In principle it seems PDF/A3 like a like it will have a purpose, but I suspect that purpose is not well aligned with medium to long term preservation / archival requirements.
Butch: to respond to your points…
1. The committee behind PDF/A-3 clearly has use cases in mind. Perhaps these could be written up as guidelines or usage profiles? If my speculation was accurate then the use cases include “supporting source data”, “machine readable version” and “embedded source document”. Once enumerated, can some more specific restrictions be outlined for each case?

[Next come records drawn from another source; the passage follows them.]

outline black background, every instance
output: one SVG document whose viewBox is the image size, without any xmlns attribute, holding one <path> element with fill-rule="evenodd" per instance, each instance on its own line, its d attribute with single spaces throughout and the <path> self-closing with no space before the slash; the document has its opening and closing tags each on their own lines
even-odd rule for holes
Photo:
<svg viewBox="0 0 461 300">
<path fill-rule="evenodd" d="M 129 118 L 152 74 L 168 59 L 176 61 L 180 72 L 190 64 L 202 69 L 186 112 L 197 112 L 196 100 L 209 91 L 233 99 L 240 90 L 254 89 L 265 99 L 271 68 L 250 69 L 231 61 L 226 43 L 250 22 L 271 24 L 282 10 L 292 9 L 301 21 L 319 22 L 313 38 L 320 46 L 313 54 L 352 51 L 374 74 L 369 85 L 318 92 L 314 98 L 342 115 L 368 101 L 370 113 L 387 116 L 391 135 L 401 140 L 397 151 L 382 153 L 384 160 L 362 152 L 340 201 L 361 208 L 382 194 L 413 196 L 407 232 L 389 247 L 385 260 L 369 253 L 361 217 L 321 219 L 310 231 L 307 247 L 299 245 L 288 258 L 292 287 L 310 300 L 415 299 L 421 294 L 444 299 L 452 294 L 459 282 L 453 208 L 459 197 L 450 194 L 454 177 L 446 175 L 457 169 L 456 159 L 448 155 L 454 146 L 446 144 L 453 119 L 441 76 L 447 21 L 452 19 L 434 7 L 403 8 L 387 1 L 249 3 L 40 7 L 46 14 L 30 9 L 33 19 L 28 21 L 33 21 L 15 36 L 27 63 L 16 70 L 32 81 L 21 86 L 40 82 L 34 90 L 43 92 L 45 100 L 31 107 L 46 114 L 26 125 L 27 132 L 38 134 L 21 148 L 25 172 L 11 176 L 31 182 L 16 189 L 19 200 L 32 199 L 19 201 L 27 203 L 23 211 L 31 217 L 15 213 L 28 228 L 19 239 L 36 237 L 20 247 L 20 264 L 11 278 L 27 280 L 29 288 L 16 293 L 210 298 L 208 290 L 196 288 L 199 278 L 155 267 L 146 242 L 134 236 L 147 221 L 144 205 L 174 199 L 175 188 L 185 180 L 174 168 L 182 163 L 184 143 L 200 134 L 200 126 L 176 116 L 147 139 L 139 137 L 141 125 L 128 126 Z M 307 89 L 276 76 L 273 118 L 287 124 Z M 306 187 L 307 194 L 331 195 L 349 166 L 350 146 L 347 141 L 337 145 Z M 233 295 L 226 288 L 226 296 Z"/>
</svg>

Can embedded metadata be used to help identify and distinguish these different use cases?
2. I suspect enumerating all the cases where this approach may not be appropriate is not a good use of anyone’s time. Focusing on the positive use cases should help raise any ‘gotchas’ which can then be addressed explicitly.
3. Again, more clarity on use cases might help. In general, there are plenty of good standards for keeping things together, like ZIP or even just filesystem conventions. The case we seem to be addressing here, “keeping things together so they can be passed around”, is commonly addressed by email.
4. You can’t. Similarly, PDF/A-3 cannot be validated automatically, and I think this departure from the past is the reason behind much of the bad feeling towards the new standard. If stricter, use case oriented guidelines were in place (see point 1), then a manual conformance audit process could be designed, c.f. TRAC certification. The same applies to the evaluation of conforming readers.